All that attention made me uncomfortable, but I couldn’t quite figure out why. See, the type of people who were so enthusiastic about my Bowie-sporting self were ones who I thought I’d have nothing in common with. I thought we weren’t on the same page, weren’t in the same hemisphere interests-wise. Now, I don’t think I’m a snob but there may have been some ideas rolling around about someone playing video games all day and living in their parents’ basement.

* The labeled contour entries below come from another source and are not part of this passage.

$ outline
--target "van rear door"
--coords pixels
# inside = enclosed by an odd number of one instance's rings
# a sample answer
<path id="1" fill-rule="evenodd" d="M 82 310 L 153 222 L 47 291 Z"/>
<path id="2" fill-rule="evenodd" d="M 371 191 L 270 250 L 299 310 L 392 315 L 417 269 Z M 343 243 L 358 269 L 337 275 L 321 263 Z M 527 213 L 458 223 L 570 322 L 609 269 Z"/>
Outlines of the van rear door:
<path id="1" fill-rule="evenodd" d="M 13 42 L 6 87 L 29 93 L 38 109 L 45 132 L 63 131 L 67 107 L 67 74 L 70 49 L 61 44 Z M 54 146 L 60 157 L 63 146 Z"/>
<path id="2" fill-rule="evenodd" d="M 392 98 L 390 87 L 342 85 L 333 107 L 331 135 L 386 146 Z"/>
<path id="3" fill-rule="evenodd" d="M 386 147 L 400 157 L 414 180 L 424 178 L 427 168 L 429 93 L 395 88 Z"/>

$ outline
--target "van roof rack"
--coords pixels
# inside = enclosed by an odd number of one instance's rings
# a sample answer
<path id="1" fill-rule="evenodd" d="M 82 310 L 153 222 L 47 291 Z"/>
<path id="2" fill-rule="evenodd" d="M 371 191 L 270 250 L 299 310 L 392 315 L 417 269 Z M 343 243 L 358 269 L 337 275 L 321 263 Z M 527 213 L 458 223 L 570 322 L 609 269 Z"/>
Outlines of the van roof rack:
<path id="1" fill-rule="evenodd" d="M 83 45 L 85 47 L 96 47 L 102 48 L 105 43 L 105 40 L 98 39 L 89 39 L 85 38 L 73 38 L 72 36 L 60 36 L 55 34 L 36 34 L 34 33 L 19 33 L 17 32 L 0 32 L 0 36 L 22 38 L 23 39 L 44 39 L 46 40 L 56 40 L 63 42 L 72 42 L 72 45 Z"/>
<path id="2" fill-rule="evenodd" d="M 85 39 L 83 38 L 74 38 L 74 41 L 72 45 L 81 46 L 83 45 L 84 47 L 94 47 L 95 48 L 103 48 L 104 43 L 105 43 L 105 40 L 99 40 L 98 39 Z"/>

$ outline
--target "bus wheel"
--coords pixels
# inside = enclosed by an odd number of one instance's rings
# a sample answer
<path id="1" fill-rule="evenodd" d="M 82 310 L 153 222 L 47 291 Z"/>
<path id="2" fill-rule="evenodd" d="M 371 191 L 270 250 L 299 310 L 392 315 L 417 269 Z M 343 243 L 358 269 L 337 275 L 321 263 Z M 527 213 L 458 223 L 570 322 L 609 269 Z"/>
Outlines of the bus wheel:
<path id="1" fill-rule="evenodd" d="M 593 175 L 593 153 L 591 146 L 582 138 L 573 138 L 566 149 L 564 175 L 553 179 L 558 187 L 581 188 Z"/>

But then I thought about it. And I took a good look at these people. Then I took down at my shirt. And I looked back at them.
We were the same.
I’d been in denial my whole life about who I was but I couldn’t do it any longer.
I was a sci-fi nerd.
It all started to make sense. When I was home for summers in college my dad and I had an appointment to watch ‘Dark Shadows’ every morning, and I enjoyed it. For a time I read nothing but vampire books, then Christopher Pike books, which transitioned into Dean Koontz. ‘Independence Day’ was one of my favorite movies, and I could probably watch ‘The Fifth Element’ over and over. (Maybe I already have.) (Maybe I shouldn’t admit that.)
Heck, I’m drooling over ‘The Hobbit’ coming to theaters and I think ‘Cowboys and Aliens’ is going to be amazing.
And so here I am.
At the time I couldn’t deal with what I had discovered about myself, and felt like if I never wore the shirt maybe I could go back to who I thought I was. I put it away for awhile, wanting to wear it but dreading the type of attention it would elicit, and eventually donated it to Goodwill.
In the the years since I've mellowed and come to almost embrace my dorkness, though I don’t readily advertise it.
But man, I sure wish I still had that shirt.